A garden project has started up in a corner of the hospital grounds. Mothers are growing vegetables; there are cooking classes too, so they can supplement their diet.

"How do people know to come here," I ask?

"We have Home Health Providers who go into town, and also mobile teams who go out beyond Bentiu. But it is still difficult and some of them had to evacuate the other day because there was an attack. We also use radio to tell people we are open and functioning again, because when the conflict was here in 2014 and 2015 it was a little difficult."

"I think it was very difficult," I said.

"Yes," he replied, quietly. "It was very hard." And his eyes grew unfocused for a moment; seeing things in his mind's eye which I could never even imagine.

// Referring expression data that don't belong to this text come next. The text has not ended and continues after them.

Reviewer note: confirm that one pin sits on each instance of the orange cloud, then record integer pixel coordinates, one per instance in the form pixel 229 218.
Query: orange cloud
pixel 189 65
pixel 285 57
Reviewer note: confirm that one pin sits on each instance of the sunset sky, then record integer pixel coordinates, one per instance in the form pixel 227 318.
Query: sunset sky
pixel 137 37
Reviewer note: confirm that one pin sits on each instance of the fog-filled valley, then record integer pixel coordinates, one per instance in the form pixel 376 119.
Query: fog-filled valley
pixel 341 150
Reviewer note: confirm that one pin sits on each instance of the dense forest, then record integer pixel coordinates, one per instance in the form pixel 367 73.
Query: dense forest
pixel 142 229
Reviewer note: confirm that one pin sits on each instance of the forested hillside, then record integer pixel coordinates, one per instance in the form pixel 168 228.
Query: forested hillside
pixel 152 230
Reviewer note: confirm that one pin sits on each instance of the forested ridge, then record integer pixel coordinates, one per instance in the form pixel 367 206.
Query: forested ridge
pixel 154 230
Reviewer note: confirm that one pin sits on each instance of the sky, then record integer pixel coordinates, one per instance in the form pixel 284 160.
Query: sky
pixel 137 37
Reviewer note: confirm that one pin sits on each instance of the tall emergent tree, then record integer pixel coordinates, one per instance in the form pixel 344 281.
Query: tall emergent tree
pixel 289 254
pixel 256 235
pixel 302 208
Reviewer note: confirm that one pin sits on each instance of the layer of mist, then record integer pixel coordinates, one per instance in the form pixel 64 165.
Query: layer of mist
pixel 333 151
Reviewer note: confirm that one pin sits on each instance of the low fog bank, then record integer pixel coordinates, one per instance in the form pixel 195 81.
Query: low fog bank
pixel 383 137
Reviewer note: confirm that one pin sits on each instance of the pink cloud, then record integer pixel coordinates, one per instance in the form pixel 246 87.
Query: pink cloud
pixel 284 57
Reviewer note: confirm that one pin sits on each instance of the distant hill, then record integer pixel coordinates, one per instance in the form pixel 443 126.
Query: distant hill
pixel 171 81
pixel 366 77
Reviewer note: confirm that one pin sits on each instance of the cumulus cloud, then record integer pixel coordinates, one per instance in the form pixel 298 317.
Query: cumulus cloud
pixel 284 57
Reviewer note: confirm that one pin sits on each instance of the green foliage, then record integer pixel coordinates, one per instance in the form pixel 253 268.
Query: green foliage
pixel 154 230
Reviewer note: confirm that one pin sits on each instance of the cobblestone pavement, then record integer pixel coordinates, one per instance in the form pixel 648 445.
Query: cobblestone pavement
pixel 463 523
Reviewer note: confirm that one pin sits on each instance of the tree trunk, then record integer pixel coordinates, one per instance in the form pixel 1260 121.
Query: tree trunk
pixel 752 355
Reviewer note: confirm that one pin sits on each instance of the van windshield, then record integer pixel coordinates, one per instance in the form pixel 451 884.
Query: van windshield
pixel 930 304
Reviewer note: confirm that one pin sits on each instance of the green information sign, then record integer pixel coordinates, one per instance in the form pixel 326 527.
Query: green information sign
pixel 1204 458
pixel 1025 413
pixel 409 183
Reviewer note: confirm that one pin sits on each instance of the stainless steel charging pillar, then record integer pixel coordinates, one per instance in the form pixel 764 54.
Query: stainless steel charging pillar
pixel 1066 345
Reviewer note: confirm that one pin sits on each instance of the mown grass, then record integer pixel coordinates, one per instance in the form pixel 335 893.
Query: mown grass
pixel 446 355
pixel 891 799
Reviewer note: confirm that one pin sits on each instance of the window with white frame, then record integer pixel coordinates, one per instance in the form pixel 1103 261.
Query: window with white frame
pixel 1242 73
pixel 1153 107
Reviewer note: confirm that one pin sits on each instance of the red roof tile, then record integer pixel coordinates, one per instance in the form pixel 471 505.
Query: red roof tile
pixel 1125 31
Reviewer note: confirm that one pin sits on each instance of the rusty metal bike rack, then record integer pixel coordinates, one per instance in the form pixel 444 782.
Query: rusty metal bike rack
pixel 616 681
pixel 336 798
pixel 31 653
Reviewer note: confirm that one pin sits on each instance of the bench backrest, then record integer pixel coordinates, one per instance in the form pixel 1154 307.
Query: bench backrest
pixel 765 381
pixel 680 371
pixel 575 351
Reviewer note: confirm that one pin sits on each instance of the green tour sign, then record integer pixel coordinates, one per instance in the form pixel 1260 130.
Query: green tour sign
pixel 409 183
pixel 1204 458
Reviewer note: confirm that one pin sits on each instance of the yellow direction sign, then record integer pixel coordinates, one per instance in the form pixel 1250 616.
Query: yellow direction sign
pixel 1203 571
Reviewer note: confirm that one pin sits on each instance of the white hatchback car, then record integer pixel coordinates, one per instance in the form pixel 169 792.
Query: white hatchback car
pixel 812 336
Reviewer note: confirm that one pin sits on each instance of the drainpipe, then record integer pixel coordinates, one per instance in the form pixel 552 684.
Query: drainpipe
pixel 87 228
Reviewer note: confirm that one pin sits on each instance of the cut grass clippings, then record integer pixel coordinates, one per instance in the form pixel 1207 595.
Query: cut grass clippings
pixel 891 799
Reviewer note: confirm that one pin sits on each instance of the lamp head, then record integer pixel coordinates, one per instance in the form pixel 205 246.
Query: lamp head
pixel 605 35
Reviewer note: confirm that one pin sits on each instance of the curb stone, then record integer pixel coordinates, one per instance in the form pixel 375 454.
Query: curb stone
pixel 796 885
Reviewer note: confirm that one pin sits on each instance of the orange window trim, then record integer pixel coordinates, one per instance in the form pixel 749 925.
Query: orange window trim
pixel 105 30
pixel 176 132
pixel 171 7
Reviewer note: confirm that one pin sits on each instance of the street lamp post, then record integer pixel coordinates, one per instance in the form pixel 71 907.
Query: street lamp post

"We want to do so much more here. Get our operating theatre up and running again, but for now this is what we can manage, and the health it gives to these children is very important."

The fighters did terrible things to people, but to things as well. Not only did they ransack the hospital, but they targeted the Bentiu water supply as well by destroying the town's water plant. We have been working to bring water back to Bentiu, and the woman lead that is Elizabeth.

© UNICEF/UN070631/Hatcher-Moore

She shows us how the water is drawn from the river and all the stages it goes through – sedimentation, flocculation, addition of chlorine – and then it is distributed to 27 water points around Bentiu town.

"For a while," Elizabeth explains, "the few inhabitants here were drinking bad water. Then we drilled some bore holes, and now, as more people move back, we have done this. And we dug the pipes deep, too, so they cannot be vandalized, and at each water point there are 6 or 12 taps. It is working. At the hospital cases of diarrhea have already dropped by a third." And that is important, because for poorly nourished children, diarrhea kills.

On the way back to the United Nations Mission in South Sudan and the PoC we see a smaller water plant. "We will use this one to support these communities and it will reach the PoC, too," says Elizabeth proudly.

But it points out one of the paradoxes of our work here too. Putting in permanent services could make the PoC into a permanent town. Does the government want that? Can there be an economy here which will sustain that? But can we continue to get enough water into the PoC if we don't? And even if the government doesn't want a permanent place here, until there is peace – and that prospect seems far away indeed – people will live here needing the basics of life. And you can't get much more basic than water.

UNICEF Canada President and CEO David Morley has just returned from South Sudan.